From Wyoming to New York: America’s Best and Worst States for Tax

Daniel J. Mitchell
Posted: Apr 06, 2014 12:01 AM
From Wyoming to New York: America’s Best and Worst States for Tax

Last August, I shared a fascinating map from the Tax Foundation.

It showed which states have chased away taxable income and which ones have attracted more taxpayers (along with their taxable income).

In other words, what are the “Golden Geese” doing with their money?

Well, the obvious and unsurprising answer is that they are escaping high-tax states and moving to states that aren’t quite so greedy.

Now we have another map from the Tax Foundation. They’ve just released the latest data on state and local tax burdens as a share of state income. Because of lags in data, we’re looking at 2011 numbers, but that’s not important. The main thing is to notice that the states with the highest tax burdens are very much correlated with the states that suffered the great loss of taxable income.

State-Local Tax

You can tell a few additional things just by looking at the map, most notably that the high-tax states are largely along the Pacific coast, in the upper Midwest, and much of the Northeast.

The rest of the nation seems more reasonable.

If you specifically want to know the best and worst states, I’ve put together a list. But I’ve reversed the order. The state with the lowest tax burden is #1 while the state with the greediest politicians is #50.

Best-worst tax states

A couple of observations on the data.

First, it helps to have no state income tax. The top four states, and seven out of the top 10, avoid that punitive levy.
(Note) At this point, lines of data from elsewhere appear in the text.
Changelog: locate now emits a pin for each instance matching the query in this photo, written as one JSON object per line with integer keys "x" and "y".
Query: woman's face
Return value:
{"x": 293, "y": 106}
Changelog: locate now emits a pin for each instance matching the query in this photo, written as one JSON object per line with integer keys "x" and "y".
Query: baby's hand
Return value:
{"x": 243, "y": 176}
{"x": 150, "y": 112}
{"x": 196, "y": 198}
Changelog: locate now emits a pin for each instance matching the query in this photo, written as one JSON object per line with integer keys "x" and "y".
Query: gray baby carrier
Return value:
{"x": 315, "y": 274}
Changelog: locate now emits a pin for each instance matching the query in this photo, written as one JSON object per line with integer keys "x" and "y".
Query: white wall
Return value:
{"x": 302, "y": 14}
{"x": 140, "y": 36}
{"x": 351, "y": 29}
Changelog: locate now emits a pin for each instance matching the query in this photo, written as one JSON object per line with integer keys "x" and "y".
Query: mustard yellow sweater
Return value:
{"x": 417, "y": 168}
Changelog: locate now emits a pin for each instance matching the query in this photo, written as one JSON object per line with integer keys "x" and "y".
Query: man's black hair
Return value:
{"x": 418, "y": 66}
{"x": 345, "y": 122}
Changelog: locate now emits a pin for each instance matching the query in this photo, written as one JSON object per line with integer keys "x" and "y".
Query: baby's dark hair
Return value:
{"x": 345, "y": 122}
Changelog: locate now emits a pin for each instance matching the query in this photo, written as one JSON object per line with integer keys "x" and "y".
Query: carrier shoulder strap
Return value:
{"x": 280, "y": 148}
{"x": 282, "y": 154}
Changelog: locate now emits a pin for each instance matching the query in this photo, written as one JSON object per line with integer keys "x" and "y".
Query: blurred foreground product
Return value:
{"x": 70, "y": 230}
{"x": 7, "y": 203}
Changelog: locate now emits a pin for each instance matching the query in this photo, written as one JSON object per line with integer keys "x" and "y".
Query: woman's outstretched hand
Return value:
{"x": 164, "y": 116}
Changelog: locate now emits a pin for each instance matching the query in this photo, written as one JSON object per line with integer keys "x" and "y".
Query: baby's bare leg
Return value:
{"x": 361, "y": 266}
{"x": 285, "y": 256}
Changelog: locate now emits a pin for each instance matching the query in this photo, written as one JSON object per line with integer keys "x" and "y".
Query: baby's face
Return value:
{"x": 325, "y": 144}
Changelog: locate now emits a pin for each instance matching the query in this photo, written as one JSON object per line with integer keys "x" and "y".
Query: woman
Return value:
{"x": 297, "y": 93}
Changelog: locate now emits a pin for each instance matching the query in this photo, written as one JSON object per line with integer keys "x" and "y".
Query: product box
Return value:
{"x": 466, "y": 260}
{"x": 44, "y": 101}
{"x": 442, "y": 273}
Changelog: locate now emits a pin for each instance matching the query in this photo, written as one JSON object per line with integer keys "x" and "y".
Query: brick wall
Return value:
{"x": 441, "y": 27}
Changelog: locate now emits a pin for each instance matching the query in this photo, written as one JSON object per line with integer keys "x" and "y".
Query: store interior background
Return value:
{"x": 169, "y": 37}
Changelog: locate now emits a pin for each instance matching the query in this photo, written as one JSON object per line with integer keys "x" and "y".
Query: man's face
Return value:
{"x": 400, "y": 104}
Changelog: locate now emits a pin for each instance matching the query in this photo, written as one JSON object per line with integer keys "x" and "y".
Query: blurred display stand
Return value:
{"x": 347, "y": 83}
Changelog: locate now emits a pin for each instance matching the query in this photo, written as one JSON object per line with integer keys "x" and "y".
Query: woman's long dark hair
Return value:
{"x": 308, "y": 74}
Second, while it’s no surprise to see which states are at the bottom because of harsh tax burdens, it will be interesting to see how Chris Christie and Scott Walker explain the poor rankings of their respective states should they run for President.

This isn’t to say it’s their fault. After all, New Jersey and Wisconsin were high-tax states when they took office. But it will be incumbent upon them to say what they’ve done to make a bad situation better (or at least to keep a bad situation from getting worse).

Here are some more interesting maps, including international comparisons, national comparisons, and even one local comparison.

Which nations have the most red ink.

Which nations are money laundering centers (hint, not tax havens).

A crazy left-wing “Happy Planet” map.

Another silly map showing that America is supposedly one of the world’s most authoritarian nations.

Here are some good state maps with useful information.

Which states give the highest welfare payments.

In which state is the burden of government spending climbing most rapidly.

Which states are in a “death spiral” because of too many takers and too few makers.

Which states have too many school bureaucrats compared to teachers.

There’s even a local map.

How many of the nation’s richest counties are in the D.C. metro region.

P.S. I wrote recently about the foolishness of anti-money laundering laws, which impose very high costs without having any positive impact in terms of thwarting crime.

Now bureaucrats want to make these laws even worse. Casinos are going to be required to be more intrusive, regardless of whether there’s any evidence or suspicion that customers have done anything wrong. I’m not a gambler, so I don’t worry about the fate of Las Vegas, but even I feel sorry for the casinos since many high rollers from overseas will decide to go to Macau, Monaco, or other locations where they’re not treated poorly because of misguided government.